I think the discrepancy between what would expect from the MEANS/SUMMARY ODS
output data set (given the appearance of the report output) and the actual
structure of the output data set, is that the latter actually represents the
structure of the ODS table, while trickery is involved in the former.
The table template gives each statistic its own column, which is the
"spread" layout that one gets in the output data set:
column class nobs id type ways (varname) (label) (min) (max) (range) (n)
(nmiss) (sumwgt) (sum) (mean) (uss) (css) (var) (stddev) (cv) (stderr) (t)
(probt) (lclm) (uclm) (skew) (kurt) (median) (mode) (q1) (q3) (qrange) (p1)
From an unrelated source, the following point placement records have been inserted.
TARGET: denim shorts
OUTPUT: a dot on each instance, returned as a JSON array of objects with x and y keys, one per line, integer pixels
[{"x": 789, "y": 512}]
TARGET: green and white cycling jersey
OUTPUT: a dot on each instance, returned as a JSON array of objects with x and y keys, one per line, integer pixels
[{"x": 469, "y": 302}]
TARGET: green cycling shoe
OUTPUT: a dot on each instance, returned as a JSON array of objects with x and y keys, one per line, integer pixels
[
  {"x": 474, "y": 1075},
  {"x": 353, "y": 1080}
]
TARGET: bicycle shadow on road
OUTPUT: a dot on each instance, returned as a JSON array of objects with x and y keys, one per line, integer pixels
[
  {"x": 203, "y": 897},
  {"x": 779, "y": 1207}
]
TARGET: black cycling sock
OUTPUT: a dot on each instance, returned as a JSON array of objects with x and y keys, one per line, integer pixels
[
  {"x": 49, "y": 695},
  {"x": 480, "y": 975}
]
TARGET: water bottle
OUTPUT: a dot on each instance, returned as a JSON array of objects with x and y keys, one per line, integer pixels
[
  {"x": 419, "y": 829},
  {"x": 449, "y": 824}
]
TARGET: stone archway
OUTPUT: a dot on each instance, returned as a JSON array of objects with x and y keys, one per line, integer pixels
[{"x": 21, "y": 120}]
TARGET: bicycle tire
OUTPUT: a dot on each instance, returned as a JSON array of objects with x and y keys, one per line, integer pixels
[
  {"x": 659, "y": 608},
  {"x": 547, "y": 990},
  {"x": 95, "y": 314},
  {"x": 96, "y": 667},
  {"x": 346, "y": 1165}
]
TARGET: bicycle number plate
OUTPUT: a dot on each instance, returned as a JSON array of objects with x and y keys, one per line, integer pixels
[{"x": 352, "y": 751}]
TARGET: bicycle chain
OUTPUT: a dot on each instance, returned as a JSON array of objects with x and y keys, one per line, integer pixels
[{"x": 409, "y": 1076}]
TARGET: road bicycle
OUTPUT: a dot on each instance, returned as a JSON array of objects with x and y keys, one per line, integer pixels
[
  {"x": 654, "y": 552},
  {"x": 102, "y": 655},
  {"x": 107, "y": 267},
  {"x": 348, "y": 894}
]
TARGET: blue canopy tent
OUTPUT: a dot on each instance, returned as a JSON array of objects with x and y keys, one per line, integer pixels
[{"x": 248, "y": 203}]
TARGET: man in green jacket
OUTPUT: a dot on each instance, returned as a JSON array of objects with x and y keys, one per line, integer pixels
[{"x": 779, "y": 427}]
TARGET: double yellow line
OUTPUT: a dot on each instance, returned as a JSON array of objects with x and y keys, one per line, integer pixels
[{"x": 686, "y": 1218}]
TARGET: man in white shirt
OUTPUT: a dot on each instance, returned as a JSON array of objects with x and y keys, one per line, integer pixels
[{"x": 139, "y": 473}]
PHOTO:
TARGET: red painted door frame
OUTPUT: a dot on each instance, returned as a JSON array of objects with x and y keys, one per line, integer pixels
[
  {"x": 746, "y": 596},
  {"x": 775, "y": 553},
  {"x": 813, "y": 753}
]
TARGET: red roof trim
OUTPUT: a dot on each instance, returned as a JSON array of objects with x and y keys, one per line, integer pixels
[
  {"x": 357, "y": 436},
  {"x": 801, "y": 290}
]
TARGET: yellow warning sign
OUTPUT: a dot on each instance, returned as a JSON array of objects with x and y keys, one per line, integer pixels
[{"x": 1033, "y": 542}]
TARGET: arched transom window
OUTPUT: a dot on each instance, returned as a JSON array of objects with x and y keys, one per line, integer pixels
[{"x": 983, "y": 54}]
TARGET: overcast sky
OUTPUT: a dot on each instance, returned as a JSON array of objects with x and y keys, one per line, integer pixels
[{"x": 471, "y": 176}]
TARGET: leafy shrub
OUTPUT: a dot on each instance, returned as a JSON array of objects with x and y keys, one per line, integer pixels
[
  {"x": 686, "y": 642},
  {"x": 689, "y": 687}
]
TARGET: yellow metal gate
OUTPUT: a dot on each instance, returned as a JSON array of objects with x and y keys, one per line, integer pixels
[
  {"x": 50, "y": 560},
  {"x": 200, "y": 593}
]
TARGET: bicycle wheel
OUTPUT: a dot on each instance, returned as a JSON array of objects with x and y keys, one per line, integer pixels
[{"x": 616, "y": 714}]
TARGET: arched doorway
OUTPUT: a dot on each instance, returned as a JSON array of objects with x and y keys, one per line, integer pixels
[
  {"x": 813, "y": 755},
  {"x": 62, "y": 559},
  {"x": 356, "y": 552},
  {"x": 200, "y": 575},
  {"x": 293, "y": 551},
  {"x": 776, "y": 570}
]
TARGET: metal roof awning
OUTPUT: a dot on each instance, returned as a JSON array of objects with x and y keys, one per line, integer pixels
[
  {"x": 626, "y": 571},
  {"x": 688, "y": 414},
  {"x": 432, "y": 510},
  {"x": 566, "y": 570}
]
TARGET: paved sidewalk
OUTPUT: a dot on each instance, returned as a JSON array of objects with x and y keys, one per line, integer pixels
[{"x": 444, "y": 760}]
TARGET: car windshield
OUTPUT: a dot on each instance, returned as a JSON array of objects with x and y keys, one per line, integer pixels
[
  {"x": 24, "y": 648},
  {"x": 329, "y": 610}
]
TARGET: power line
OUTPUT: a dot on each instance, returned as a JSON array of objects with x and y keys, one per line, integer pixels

(p5) (p10) (p25) (p50) (p75) (p90) (p95) (p99);
Note the parens around the names in the column statement. According to
something I found in TFM, "If a column name appears in parentheses, PROC
TEMPLATE stacks the values of all variables that use that column definition
one below the other in the output object." This would explain why the
listing output looks as it does. Presumably the original column
definitions, rather than the "restacked" table, is used for the output data
I agree with your conclusion ("ODS can't help here").
From: Howard_Schreier@ITA.DOC.GOV [mailto:Howard_Schreier@ITA.DOC.GOV]
Sent: Tuesday, October 29, 2002 4:12 PM
Subject: Re: MEANS/SUMMARY Output Datasets (Long)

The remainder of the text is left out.